Your customer persona will then show you how to proceed. What type of brand voice will your ideal customer respond to? How can your content help them with their frustrations?
Create 10x content.
Users publish over 70 million blog posts on WordPress alone monthly. Due to the overwhelming content available, it is harder than ever to rank for your target keyword.
This is where 10x content comes in.
According to Rand Fishkin, the founder of Moz, creating content that’s as good as the top search engine results is not enough. To rank higher, you need to create content that’s 10 times better. This means you are providing more value in the form of information, entertainment and/or inspiration.
Before you even begin creating content, you need to research the competition. Combine SEO with content marketing.
Using the customer persona you created earlier, think of keywords your ideal customer might use. How are they going to look for your product or service online? Will they have a unique way to search for things?
Do a little keyword research, and create a comprehensive list of keywords you want to target. Conduct a quick Google search for each one.
Analyze the top-ranking results. There’s a reason why they are at the top, and you need to find out why. As you review them, ask yourself the following questions:
How long is this blog post?
What voice are they using?
Are there any important points they missed?
How many images are they using?
Did they incorporate other media in the blog post like videos and infographics?
If you are inclined to do so, you can even create an Excel file or a Google Sheet. Create separate columns for the keyword, top-ranking results, word counts and other findings.
Word Counter Plus
Don’t worry. You won’t have to copy and paste every blog post in a separate document to determine its word count.

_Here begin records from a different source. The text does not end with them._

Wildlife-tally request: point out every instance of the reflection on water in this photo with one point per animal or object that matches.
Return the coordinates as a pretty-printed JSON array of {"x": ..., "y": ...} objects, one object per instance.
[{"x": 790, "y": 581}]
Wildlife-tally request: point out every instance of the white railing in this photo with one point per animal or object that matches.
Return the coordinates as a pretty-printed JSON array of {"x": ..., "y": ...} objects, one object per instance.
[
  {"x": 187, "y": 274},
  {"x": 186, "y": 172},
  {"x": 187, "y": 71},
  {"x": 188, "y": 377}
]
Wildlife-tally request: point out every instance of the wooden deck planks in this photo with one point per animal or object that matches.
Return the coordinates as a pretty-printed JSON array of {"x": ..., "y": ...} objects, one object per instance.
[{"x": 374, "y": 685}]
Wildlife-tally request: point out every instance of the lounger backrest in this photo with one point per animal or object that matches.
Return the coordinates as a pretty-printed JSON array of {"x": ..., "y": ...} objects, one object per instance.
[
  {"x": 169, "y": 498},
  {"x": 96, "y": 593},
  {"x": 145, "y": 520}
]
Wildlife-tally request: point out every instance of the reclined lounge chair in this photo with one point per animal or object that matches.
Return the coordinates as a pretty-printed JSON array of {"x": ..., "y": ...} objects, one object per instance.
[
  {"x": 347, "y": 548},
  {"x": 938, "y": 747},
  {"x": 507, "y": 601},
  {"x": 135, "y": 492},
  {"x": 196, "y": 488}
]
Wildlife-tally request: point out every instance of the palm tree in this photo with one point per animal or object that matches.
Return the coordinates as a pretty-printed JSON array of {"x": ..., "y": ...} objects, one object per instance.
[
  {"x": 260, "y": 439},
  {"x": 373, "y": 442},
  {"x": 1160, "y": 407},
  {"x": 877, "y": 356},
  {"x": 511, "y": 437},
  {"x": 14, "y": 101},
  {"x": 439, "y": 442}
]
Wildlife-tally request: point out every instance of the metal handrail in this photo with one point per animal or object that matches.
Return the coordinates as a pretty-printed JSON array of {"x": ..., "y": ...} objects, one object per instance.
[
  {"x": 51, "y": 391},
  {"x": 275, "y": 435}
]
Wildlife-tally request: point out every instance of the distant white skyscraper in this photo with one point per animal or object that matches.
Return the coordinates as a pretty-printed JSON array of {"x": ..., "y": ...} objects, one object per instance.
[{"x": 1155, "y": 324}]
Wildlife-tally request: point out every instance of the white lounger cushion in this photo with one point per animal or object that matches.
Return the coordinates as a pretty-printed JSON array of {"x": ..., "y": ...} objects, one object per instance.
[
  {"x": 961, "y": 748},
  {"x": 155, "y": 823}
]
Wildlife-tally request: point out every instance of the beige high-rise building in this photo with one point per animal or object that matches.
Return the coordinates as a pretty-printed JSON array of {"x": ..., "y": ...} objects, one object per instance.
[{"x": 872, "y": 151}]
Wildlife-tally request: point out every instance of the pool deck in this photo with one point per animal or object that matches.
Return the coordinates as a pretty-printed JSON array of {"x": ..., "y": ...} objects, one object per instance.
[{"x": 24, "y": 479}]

You can download a Google Chrome extension called Word Counter Plus. After you install it, you can highlight a portion of text and right click. It will then show you the total word count.
Answer the Public
Answer the Public is another tool you might find useful. It is a website that generates related searches for a keyword for free. You can then download its results in CSV or image format.
Not only is it a great tool for finding more keywords, it is also a great way to infuse your content with more value. It can show you related searches that your competitors may have failed to cover or have not written about yet.
You can use the related searches to:
Find blog post ideas.
Add more value to what you are currently writing.
The bottom line is, you have to create something better. If your competitors come up with ten tips, you need to come up with fifteen or twenty.
Wells Riley’s Startups, This is How Design Works is an incredible example of 10x content. It is more than three thousand words long. Each paragraph provides helpful information that is explained in a clear, concise manner.
The entire blog post is laid out in a way that is easy to read and pleasing to the eye. The images used are cohesive and heighten your understanding of what is being discussed.
This blog post ticks off every box in the 10x content checklist.
In a nutshell, here are some 10x content requirements:
It needs to be informative and accurate, backed up by data from experts and reliable sources.
It needs to be interesting. Your content might contain tons of useful statistics, but it won’t be considered 10x if it puts people to sleep.
It needs to load quickly so users won’t be turned off.
It needs a great UX design, providing information in an easy-to-read manner.
Getting your content seen and even read online is harder than ever. People publish a ton of blog posts daily. It would be so easy for yours to get lost in the crowd.
However, content marketing can yield wonderful results...if done right.
Start with a SMART goal. Have a specific number in mind and set a deadline. Regularly measure your progress.
Get to know your ideal customer. Connect with them through your content in an organic manner.
You need to create content that is better than what is already out there. Determine how you can be more informative, interesting and/or inspirational.